Is there anyone who has managed to get the Brother QL-700 working? Driving myself crazy trying to figure this one out and now need a little help or a pointer to another thread. Thanks everyone.


----------



## wblock@ (Aug 24, 2015)

The ptouch driver at http://www.diku.dk/~panic/P-touch/ is apparently the only support for this printer.  Further documentation is available at http://www.undocprint.org/formats/page_description_languages/brother_p-touch.

At this moment, there appears to be no FreeBSD port.  Consider making one: https://www.freebsd.org/doc/en_US.ISO8859-1/books/porters-handbook/.


----------



## shepper (Aug 24, 2015)

You can base some of the port on OpenBSD's ptouch-driver port.


----------



## srobert (Aug 28, 2015)

Trebuchet said:


> Is there anyone who has managed to get the Brother QL-700 working? Driving myself crazy trying to figure this one out and now need a little help or a pointer to another thread. Thanks everyone.
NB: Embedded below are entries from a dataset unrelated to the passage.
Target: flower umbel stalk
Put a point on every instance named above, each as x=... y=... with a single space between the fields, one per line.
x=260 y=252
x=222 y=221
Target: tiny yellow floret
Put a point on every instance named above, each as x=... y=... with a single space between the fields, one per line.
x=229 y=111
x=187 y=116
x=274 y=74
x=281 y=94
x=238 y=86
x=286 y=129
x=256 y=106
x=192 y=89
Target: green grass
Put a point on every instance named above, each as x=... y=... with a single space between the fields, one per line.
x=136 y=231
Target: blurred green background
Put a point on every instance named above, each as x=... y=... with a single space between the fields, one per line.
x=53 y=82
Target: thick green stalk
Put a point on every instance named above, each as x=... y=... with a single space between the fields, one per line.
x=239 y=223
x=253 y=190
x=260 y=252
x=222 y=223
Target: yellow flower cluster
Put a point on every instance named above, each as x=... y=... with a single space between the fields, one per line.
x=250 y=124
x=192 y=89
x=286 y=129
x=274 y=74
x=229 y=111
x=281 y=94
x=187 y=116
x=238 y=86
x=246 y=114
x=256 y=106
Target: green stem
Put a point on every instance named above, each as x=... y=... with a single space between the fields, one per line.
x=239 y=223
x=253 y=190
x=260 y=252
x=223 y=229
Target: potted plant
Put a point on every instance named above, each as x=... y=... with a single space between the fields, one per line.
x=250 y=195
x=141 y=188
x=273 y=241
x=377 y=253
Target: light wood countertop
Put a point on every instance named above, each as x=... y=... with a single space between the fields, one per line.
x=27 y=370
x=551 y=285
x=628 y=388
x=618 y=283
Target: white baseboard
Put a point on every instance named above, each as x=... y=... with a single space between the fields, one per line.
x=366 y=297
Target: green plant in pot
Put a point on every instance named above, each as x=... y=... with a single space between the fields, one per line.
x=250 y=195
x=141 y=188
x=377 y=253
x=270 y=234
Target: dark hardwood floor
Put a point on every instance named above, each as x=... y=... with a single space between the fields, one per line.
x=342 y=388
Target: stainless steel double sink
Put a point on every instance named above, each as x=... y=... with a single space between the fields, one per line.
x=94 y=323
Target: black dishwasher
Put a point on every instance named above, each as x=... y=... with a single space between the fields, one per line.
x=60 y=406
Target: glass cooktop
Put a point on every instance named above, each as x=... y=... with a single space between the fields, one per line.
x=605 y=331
Brother has a Linux driver available for that printer.  I managed to get a similar Brother printer running under FreeBSD using Linux emulation.  The page I referenced for how to do this is down.  But I searched and found a similar page http://www.reynoldsnet.org/freebsd_brother_cdw.html.  The most difficult part is usually editing the scripts to reference proper FreeBSD locations in the file system and FreeBSD device names.


----------